Histoire d’une « bavure »
Pour peu qu’on ait plus de 40 ans, on se souvient forcément de l’affaire Malik Oussekine qui va secouer la France durant plusieurs semaines. Rachid Bouchareb a décidé de s’emparer de cette page peu glorieuse de notre Histoire. Mais ces 92 minutes cachent d’autres sujets plus inattendus. La nuit du 5 au 6 décembre 1986, Malik Oussekine est mort à la suite d’une intervention de la police, alors que Paris était secoué par des manifestations estudiantines contre une nouvelle réforme de l’éducation. Le ministère de l’intérieur est d’autant plus enclin à étouffer cette affaire, qu’un autre français d’origine algérienne a été tué la même nuit par un officier de police. Un beau film à la réalisation novatrice et qui malgré son triple sujet ne nous perd pas en route. Bravo !
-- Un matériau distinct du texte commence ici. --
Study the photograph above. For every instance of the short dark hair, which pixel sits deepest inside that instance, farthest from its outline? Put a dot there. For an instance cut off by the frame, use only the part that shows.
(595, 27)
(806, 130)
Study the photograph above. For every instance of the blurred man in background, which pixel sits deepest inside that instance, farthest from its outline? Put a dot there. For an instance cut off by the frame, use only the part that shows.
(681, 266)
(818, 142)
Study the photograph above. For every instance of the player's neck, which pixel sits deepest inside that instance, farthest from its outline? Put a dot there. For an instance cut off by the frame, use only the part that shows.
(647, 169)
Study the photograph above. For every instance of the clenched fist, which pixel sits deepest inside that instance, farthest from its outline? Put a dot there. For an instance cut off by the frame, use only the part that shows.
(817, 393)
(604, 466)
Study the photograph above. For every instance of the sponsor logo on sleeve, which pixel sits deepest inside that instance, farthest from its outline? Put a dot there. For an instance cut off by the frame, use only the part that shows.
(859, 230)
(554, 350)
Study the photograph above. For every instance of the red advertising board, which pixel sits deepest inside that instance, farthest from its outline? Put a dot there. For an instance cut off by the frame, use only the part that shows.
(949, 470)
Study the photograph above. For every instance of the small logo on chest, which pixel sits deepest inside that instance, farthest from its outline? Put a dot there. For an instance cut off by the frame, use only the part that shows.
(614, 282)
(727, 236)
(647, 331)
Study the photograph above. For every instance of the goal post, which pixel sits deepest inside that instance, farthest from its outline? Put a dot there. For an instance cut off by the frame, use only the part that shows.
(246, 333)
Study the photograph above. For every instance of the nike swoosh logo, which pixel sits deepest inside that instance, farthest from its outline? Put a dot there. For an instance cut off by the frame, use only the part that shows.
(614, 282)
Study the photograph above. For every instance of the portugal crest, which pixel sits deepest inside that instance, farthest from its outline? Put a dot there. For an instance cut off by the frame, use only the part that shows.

Le talent et l’engagement de Rachid Bouchareb avaient éclaté en 2006 avec l’incomparable Indigènes qui n’était pas passé inaperçu à Cannes puisque le jury avait Le jury a décerné un prix d'interprétation collectif aux cinq acteurs principaux : Jamel Debbouze, Samy Naceri, Roschdy Zem, Sami Bouajila et Bernard Blancan. Depuis, sa filmographie nous a offert quelques bons moments – à part en 2019, le navrant Flic de Belleville -. Incontestablement, Nos frangins reste ce qu’il y a de plus abouti dans son œuvre. Triple sujet, car, outre l’affaire Oussekine, à travers le personnage de fiction du commissaire de l’IGPN, on fait un parallèle avec la mort beaucoup moins médiatisée de ce jeune algérien assassiné par un flic ivre. C’est passionnant et très réussi car, à part les remarquables performances de tout le casting, la réalisation mêle avec beaucoup de maestria les images d’archives et les plans tournés aujourd’hui, mais avec des moyens techniques des années 80. L’illusion est totale. Un film important et intergénérationnel. A voir pour que la mémoire ne s’éteigne jamais.
A l’affiche on trouve que du bon et même du très bon avec Reda Kateb, Lyna Khoudri, Samir Guesmi, Raphaël Personnaz, Laïs Salamé, et beaucoup d’autres. Malgré le slogan, Plus jamais ça, resté dans toute les mémoires, ce drame est contemporain, et, hélas, toujours d’actualité. Le titre est inspiré de la chanson de Renaud, Petite, que l'on entend à la fin du film, où il parle de Malik et Abdel nos frangins qui tombent. Un film militant d’une grande efficacité qui se focalise sur les angles morts de l’actualité à propos des victimes oubliées. Un réquisitoire implacable.